Although it doesn’t have data science functionality built-in, it offers many highly specialized, well-conceived libraries to do data science work. At the end of the day, the answer to the debate is “it doesn’t matter”, the programming language is but a means to an end. That said, Python being the industry standard, will be the language of choice for the purpose of the present post. It is also worth noting that apart from the libraries, which are language-dependent, most other concepts introduced here form a foundational knowledge in computer programming and generalize equally well to other programming languages.
How to define Python?
Python is an interpreted, high-level, general-purpose programming language [Wikipedia]. Its flexibility allows it to be used as a scripting tool for interactive analyses and fast prototyping, but also as a full-fledged programming language to develop programs destined for other tasks such as networking, web development, gaming, etc. Before delving into the specialized data science libraries Python has to offer, it is crucial to take the time to understand the base Python distribution first, along with general programming principles, which will subsequently make the process of picking up new libraries much easier when the time comes.

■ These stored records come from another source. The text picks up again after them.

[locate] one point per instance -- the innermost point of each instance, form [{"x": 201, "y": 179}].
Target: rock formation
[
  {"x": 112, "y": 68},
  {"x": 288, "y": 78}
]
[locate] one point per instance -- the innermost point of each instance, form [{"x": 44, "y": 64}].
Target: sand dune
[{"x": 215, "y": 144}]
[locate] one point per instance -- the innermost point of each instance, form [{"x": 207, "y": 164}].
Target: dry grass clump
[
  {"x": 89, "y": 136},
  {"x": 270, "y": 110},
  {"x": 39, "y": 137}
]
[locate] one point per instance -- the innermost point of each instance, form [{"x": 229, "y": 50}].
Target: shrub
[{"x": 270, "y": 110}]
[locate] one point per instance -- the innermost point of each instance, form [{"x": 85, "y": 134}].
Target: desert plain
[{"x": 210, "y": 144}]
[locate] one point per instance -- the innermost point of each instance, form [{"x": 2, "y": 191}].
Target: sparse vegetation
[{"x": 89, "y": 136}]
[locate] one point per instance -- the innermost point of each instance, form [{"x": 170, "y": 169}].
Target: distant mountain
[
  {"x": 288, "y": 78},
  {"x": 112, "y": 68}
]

- Data Types: Integers, Floats, Strings, Booleans …
- Data Structures: Lists, Tuples, Sets, Dictionaries, their similarities, their differences, their use-cases and how to manipulate them.
- Control Flow: If statements, For Loops, While Loops, Break/Pass/Continue statements…
- Functions: Function definition, arguments, keyword arguments, lambda expressions…
- Input / Output (I/O): Reading/writing from/to files and output formatting.
- Errors and Exceptions: How to catch errors and handle exceptions.
- Classes (Object-Oriented Programming): How to define and manipulate classes in python. This one is very important because most data science packages in Python are organized in classes. In sklearn for example, LinearRegression is a class, and LinearRegression() creates an object instance of that class, with methods for functionality and attributes for storing values.
- Other Modules: These are complementary modules included in the Standard Python Library and can be handy at times. They include the math module (for mathematical functions), the DateTime module (for date and time manipulation), the re module (for regular expressions), the collections module (which offers new containers and data structures better suited for some tasks) …
For further more
In order to improve your skills, or simply to start learning programming, we propose you some resources, classified by type of source.
Channel: Corey Schafer
Playlist: Python Tutorials
Author: Allen Downey
Title: Think Python
Description: We have mentioned Allen Downey’s books several times in this series, so needless to say, I do believe his books are of high quality. This is a 250-page book introducing the reader to the fundamentals of computer science and specifically the Python programming language, including most of the concepts detailed before. However, I do not recommend doing the exercises in the book because I personally feel they are too time-consuming for what they teach. On the plus side, there are many coding platforms where one can practice python. The book is freely available online.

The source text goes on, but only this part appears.